EU law: European Court of Justice calls Romania to order – politics

With a further ruling on Tuesday, the European Court of Justice (ECJ) attempted to bring Romania back on the path of the rule of law. After joining the EU in 2007, the judiciary initially took a self-confident course to fight corruption that did not spare the top floors either. And a country in which this same judiciary has been put in its place for several years with the help of “reforms”, largely operated by Liviu Dragnea, the once strong man in the socialist PSD – who then had to go to prison in 2019 for abuse of office.

The ECJ ruling was triggered by several Romanian proceedings for criminal offenses such as corruption and VAT fraud in connection with EU funds. The proceedings were supposed to result in judgments also against former parliamentarians and ministers, but somehow the Romanian Constitutional Court always got in the way. Some convictions by the Supreme Court of Cassation and Court, which is a kind of Romanian Federal Court of Justice, were unceremoniously annulled by the constitutional judges in Bucharest. Among other things, because the judgments were not made by a “panel” specializing in corruption – because of an allegedly incorrect composition of the court. In another case the question was whether wiretapping records of the Romanian secret service could be used as evidence in the corruption trials – which the constitutional judges had forbidden.
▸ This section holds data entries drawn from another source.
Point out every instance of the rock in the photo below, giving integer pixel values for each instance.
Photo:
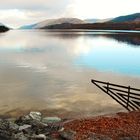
(20, 136)
(23, 120)
(128, 138)
(13, 127)
(39, 137)
(94, 136)
(24, 127)
(68, 135)
(47, 120)
(35, 115)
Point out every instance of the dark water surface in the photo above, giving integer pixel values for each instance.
(51, 71)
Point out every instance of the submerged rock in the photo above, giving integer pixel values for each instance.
(47, 120)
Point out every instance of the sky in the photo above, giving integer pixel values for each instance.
(15, 13)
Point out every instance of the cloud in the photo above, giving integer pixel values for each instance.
(16, 12)
(19, 12)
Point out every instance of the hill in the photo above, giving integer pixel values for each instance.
(3, 28)
(50, 22)
(127, 18)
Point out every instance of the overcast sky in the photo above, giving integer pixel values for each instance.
(19, 12)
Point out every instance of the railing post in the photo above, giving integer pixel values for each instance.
(107, 87)
(128, 96)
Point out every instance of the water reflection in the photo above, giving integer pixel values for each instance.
(52, 71)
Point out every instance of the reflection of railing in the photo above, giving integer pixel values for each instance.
(128, 97)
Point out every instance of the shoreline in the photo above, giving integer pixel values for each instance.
(34, 125)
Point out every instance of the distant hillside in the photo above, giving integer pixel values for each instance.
(3, 28)
(97, 26)
(97, 20)
(127, 18)
(49, 22)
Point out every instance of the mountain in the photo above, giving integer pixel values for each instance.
(3, 28)
(50, 22)
(127, 18)
(97, 20)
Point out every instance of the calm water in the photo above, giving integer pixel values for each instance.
(51, 71)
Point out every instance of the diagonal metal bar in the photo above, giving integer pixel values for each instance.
(122, 94)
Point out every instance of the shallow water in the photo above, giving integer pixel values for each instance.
(52, 71)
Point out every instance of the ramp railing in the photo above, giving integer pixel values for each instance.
(126, 96)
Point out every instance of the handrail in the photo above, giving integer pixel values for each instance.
(122, 94)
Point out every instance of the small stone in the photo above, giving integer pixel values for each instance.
(13, 127)
(24, 127)
(94, 136)
(35, 115)
(20, 136)
(51, 120)
(39, 137)
(68, 135)
(127, 138)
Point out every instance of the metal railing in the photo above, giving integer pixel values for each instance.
(126, 96)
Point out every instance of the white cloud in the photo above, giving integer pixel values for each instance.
(19, 12)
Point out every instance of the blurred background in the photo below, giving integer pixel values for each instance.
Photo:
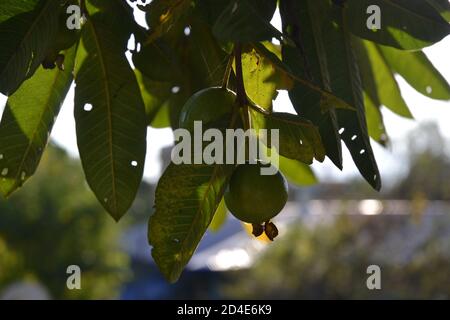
(329, 234)
(330, 231)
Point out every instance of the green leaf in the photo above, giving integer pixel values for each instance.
(246, 21)
(375, 124)
(220, 217)
(307, 59)
(345, 82)
(27, 28)
(154, 94)
(261, 78)
(109, 113)
(28, 120)
(386, 86)
(405, 24)
(158, 62)
(298, 138)
(442, 6)
(184, 213)
(296, 172)
(374, 118)
(328, 98)
(418, 71)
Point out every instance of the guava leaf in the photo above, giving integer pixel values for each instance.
(385, 85)
(184, 213)
(27, 28)
(109, 112)
(246, 21)
(296, 172)
(220, 217)
(405, 24)
(27, 121)
(307, 59)
(298, 138)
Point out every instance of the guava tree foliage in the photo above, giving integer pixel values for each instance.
(338, 71)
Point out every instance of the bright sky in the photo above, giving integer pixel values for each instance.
(389, 161)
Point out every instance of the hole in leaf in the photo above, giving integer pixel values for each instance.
(175, 89)
(234, 8)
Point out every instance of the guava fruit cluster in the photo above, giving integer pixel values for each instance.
(250, 196)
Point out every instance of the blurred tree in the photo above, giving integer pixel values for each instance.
(429, 166)
(56, 222)
(330, 262)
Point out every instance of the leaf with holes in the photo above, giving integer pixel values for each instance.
(384, 83)
(405, 24)
(27, 28)
(307, 59)
(261, 78)
(345, 82)
(298, 138)
(246, 21)
(184, 213)
(110, 114)
(220, 217)
(418, 71)
(28, 120)
(296, 172)
(442, 6)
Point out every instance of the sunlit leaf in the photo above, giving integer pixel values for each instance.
(109, 113)
(184, 213)
(27, 28)
(28, 120)
(405, 24)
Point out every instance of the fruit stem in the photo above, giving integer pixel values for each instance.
(229, 67)
(240, 88)
(83, 7)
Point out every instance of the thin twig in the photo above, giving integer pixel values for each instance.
(226, 76)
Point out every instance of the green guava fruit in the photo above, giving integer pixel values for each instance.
(209, 105)
(255, 198)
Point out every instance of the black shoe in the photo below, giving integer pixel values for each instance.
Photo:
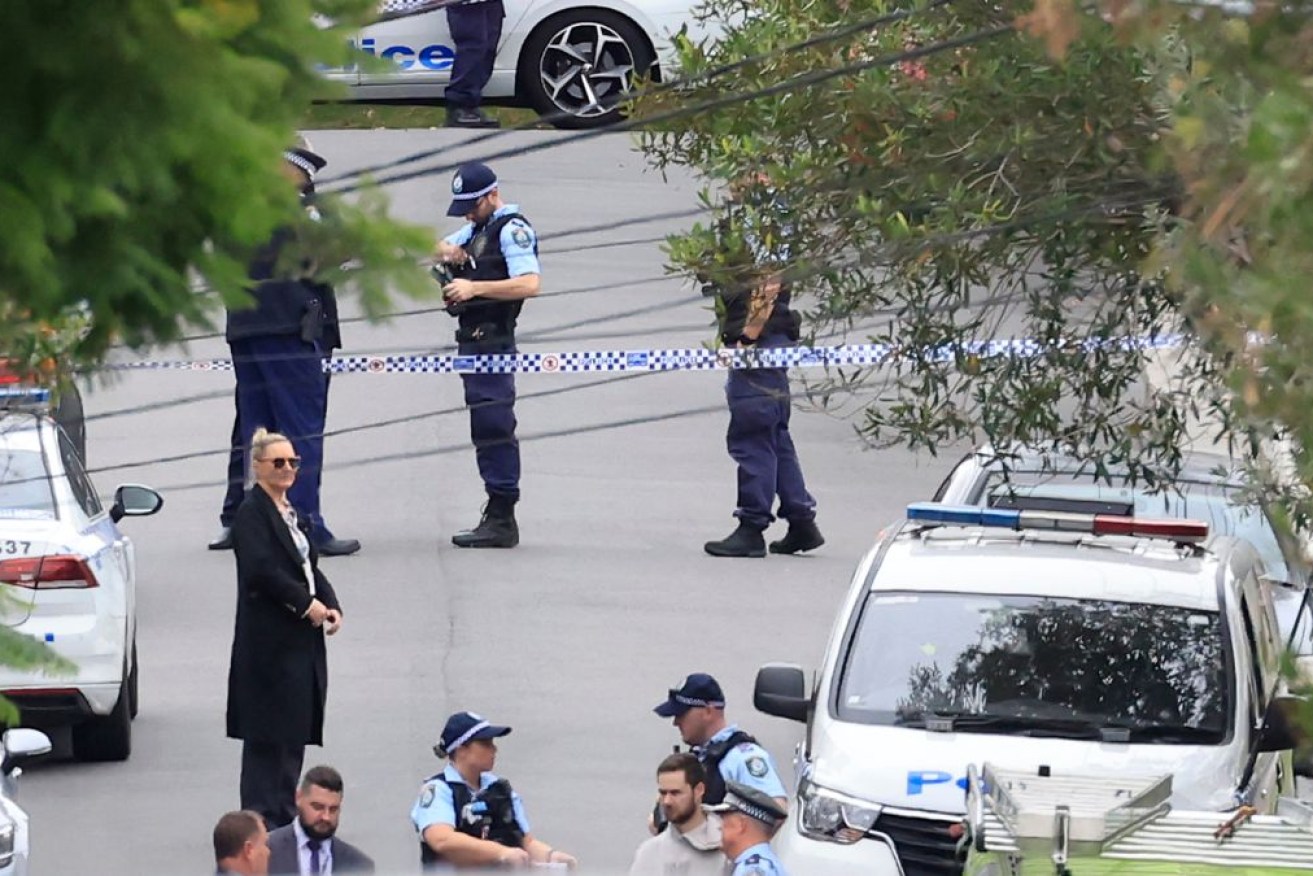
(338, 547)
(745, 541)
(496, 528)
(469, 117)
(801, 536)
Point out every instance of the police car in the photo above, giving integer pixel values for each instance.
(569, 61)
(1040, 641)
(68, 579)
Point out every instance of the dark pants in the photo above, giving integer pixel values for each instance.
(282, 386)
(759, 441)
(269, 776)
(475, 32)
(491, 402)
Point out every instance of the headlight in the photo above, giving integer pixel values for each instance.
(5, 843)
(834, 817)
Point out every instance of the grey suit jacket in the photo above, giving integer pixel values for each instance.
(282, 855)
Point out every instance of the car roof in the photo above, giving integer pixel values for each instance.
(974, 560)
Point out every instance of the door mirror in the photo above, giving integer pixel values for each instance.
(1287, 722)
(22, 745)
(781, 690)
(134, 501)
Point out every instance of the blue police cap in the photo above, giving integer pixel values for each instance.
(696, 691)
(751, 803)
(470, 183)
(466, 726)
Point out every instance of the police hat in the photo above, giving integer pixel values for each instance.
(470, 183)
(303, 156)
(751, 803)
(466, 726)
(696, 691)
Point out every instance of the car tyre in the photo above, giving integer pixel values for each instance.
(583, 63)
(107, 737)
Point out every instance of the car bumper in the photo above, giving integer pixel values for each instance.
(868, 856)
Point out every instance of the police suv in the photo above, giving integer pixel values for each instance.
(1040, 641)
(68, 579)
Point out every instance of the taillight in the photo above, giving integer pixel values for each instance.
(47, 573)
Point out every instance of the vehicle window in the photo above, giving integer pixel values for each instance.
(1212, 503)
(25, 489)
(1149, 667)
(82, 486)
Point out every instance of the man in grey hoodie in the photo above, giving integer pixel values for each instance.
(691, 845)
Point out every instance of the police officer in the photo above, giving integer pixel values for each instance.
(468, 817)
(279, 346)
(475, 28)
(728, 754)
(495, 262)
(756, 315)
(749, 818)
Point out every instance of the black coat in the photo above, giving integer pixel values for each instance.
(279, 673)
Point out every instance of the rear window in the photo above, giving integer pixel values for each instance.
(25, 490)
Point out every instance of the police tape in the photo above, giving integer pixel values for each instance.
(684, 360)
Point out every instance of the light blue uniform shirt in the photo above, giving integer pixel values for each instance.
(436, 805)
(758, 860)
(517, 242)
(750, 765)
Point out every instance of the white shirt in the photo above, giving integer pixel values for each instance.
(303, 851)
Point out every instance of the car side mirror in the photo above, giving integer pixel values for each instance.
(134, 501)
(22, 745)
(1286, 724)
(781, 690)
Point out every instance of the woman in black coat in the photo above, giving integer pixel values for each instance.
(279, 674)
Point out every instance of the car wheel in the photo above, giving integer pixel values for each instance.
(133, 701)
(107, 737)
(583, 63)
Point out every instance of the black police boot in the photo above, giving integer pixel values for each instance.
(745, 541)
(802, 535)
(496, 528)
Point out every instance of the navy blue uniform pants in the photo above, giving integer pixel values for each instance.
(760, 443)
(282, 386)
(475, 32)
(491, 402)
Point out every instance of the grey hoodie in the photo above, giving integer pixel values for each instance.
(674, 854)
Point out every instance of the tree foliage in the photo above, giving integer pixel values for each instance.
(141, 151)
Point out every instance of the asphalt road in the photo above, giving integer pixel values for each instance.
(570, 638)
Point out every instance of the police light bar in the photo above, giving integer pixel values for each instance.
(1098, 524)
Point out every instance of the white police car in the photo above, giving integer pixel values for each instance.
(565, 58)
(1035, 641)
(17, 746)
(68, 579)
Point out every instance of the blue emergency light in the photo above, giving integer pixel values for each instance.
(1098, 524)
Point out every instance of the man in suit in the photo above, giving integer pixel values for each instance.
(309, 846)
(240, 845)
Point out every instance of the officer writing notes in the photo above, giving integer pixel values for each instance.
(749, 818)
(475, 28)
(469, 818)
(494, 267)
(728, 754)
(756, 315)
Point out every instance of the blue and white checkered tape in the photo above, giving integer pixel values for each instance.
(691, 359)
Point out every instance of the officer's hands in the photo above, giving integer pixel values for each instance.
(317, 613)
(451, 252)
(332, 621)
(458, 290)
(514, 858)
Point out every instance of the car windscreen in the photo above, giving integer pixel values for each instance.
(1217, 504)
(25, 489)
(1037, 666)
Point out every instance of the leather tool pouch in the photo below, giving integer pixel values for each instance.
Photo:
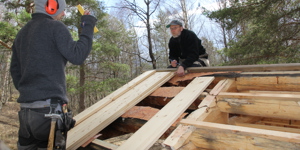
(69, 122)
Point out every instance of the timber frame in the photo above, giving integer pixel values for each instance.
(230, 107)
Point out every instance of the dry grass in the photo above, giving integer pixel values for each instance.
(9, 124)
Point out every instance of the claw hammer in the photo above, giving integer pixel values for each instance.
(54, 118)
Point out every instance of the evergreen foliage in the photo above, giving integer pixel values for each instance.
(268, 31)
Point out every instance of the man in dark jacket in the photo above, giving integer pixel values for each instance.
(40, 52)
(185, 49)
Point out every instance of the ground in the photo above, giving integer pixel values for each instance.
(9, 124)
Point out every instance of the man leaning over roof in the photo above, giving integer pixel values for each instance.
(185, 49)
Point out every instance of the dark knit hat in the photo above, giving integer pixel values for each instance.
(40, 7)
(174, 22)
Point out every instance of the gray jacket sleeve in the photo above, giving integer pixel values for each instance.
(76, 51)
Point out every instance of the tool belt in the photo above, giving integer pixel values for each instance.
(63, 125)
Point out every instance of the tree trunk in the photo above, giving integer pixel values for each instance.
(153, 60)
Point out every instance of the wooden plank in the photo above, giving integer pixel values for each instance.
(275, 128)
(229, 137)
(264, 83)
(246, 68)
(92, 125)
(169, 92)
(105, 144)
(111, 97)
(180, 135)
(146, 136)
(146, 113)
(284, 106)
(176, 80)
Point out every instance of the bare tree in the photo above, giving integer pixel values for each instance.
(144, 14)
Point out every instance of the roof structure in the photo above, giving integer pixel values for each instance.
(230, 107)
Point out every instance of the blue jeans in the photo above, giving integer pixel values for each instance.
(34, 128)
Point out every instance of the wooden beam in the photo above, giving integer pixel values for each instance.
(228, 137)
(95, 123)
(146, 136)
(245, 68)
(275, 128)
(105, 144)
(284, 106)
(111, 97)
(180, 135)
(268, 83)
(169, 92)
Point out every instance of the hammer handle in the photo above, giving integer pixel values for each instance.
(51, 135)
(81, 10)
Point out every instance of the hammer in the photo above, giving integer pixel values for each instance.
(54, 118)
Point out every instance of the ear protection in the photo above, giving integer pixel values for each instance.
(51, 6)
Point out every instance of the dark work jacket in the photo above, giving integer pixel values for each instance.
(40, 52)
(187, 46)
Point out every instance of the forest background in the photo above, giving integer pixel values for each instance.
(133, 38)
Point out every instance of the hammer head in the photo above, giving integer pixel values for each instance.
(53, 116)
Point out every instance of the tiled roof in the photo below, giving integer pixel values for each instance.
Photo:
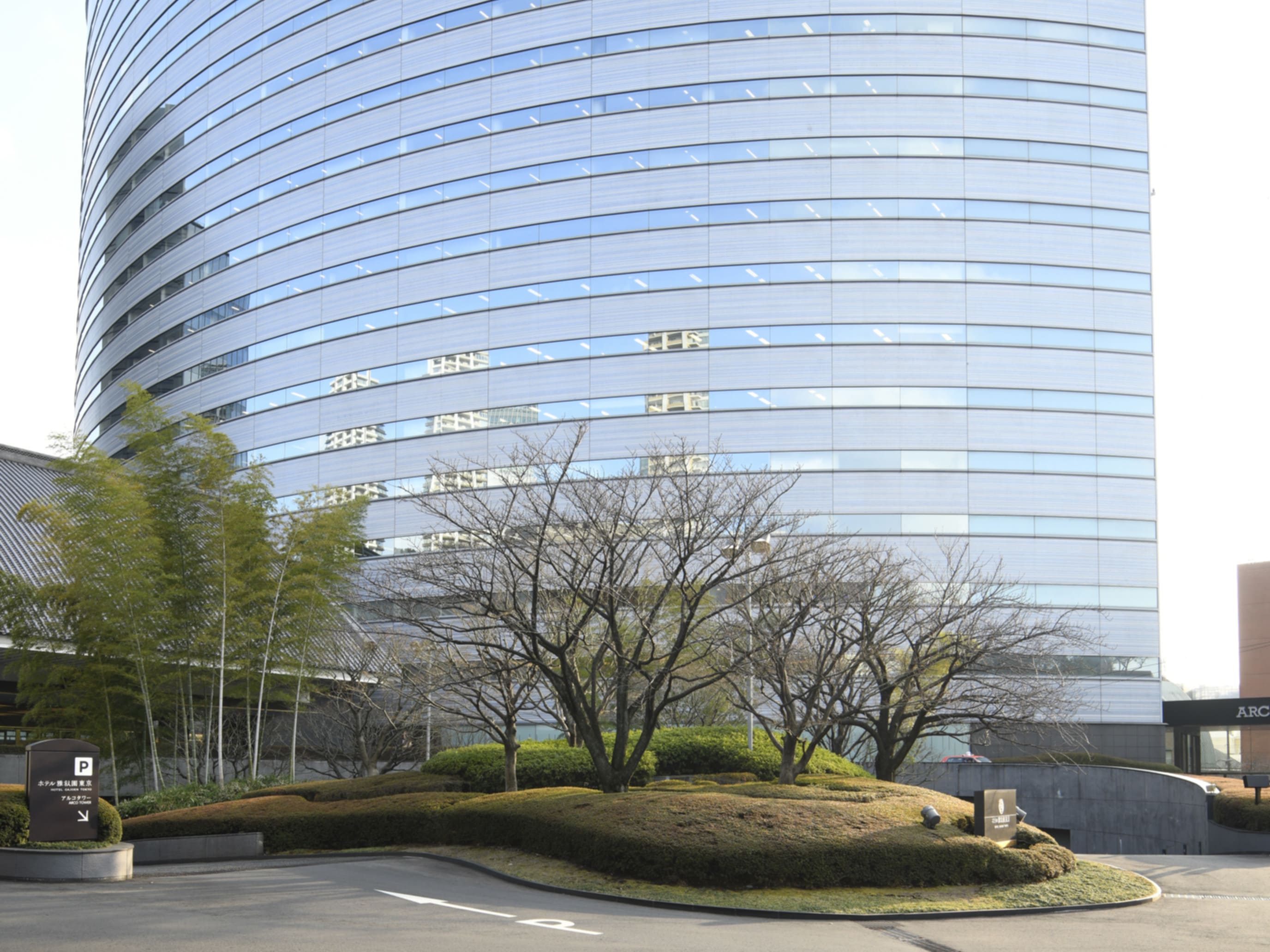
(24, 475)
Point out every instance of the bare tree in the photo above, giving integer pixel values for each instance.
(803, 654)
(478, 684)
(614, 588)
(366, 720)
(950, 643)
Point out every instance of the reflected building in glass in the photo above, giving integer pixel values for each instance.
(905, 250)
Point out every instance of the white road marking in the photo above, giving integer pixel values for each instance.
(563, 924)
(426, 902)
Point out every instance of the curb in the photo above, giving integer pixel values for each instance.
(786, 913)
(693, 907)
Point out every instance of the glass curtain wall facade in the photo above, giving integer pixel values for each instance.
(901, 247)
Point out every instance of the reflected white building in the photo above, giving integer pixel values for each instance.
(906, 250)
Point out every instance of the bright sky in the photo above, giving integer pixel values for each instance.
(1212, 329)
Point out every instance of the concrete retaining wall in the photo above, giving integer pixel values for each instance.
(192, 850)
(106, 865)
(1227, 839)
(1107, 809)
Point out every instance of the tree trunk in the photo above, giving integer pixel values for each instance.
(886, 766)
(509, 747)
(789, 758)
(295, 711)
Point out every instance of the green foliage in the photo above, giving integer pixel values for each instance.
(1083, 758)
(1241, 813)
(546, 763)
(714, 750)
(14, 818)
(291, 823)
(16, 824)
(365, 787)
(839, 833)
(707, 838)
(186, 795)
(173, 569)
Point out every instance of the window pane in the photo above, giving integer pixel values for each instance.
(865, 333)
(869, 460)
(933, 334)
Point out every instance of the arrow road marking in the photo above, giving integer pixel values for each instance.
(563, 924)
(426, 902)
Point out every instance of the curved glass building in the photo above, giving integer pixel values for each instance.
(904, 247)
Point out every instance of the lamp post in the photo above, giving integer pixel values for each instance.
(759, 547)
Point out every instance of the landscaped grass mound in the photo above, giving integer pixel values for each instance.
(1236, 808)
(710, 750)
(755, 836)
(539, 763)
(185, 795)
(16, 823)
(828, 833)
(1083, 758)
(365, 787)
(291, 823)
The ECJ first noted that Romania is under special EU trusteeship in matters of corruption because the country did not meet all the requirements when it joined in 2007 and was therefore subject to annual reviews. According to the ECJ, this procedure is of course binding – and has some consequences for the judicial system. The fact that a constitutional court can annul judgments for allegedly incorrectly staffed courts is in any case unacceptable if there is an abuse behind it. Or, in the words of the EU court: if this creates a “systemic risk of impunity” in the case of serious fraud and corruption. Because the intervention of the Constitutional Court would drag out the corruption proceedings so long that the allegations threatened to become statute-barred.

The Romanian courts, which want to adhere to the rule of law, are threatened with a conflict with their own constitutional court. The ECJ says the following about this: Of course, judgments by a constitutional court are usually binding on the lower instances – but only if its independence is guaranteed. This pointer also points to Poland.

In the judgment, the ECJ underpins the primacy of EU law

In addition, the EU court addresses a bizarre disciplinary regulation that threatens Romanian judges with a sanction if they fail to comply with a ruling by their constitutional court. The ECJ sees this as a violation of judicial independence – at least when every deviation and every error by a lower court is punished. Disciplinary punishments against judges should be “limited to very exceptional cases”.

The following are comments on the “primacy of Union law”, the addressees of which are not only located in Bucharest, Warsaw or Budapest. In 2020, the German Federal Constitutional Court certified that the European Central Bank and the ECJ had exceeded their powers in connection with bond purchases – although the ECJ had already waved through the purchases. The Karlsruhe court activated a national reservation of the Basic Law, which from its point of view takes precedence over EU law in rare individual cases.

The ECJ, on the other hand, assumes the unconditional primacy of EU law and is now going back very far to substantiate this. This priority had already been developed in the case law of the EEC Treaty, which came into force in 1958 – and was incorporated into the Lisbon Treaty decades later, together with an express declaration in the final act of the Intergovernmental Conference. In other words: This is not a new invention of the ECJ.

In addition, the primacy of Union law is a requirement of “equality between the Member States”. The ECJ sees this equality at risk if each state can determine, according to its own rules, where national law ends and European law begins. Only the interpretation of the ECJ is binding here. Even national constitutional law cannot change that. “The national courts are obliged to refrain from applying any national regulation or practice that contradicts a provision of Union law with direct effect,” the judge concluded.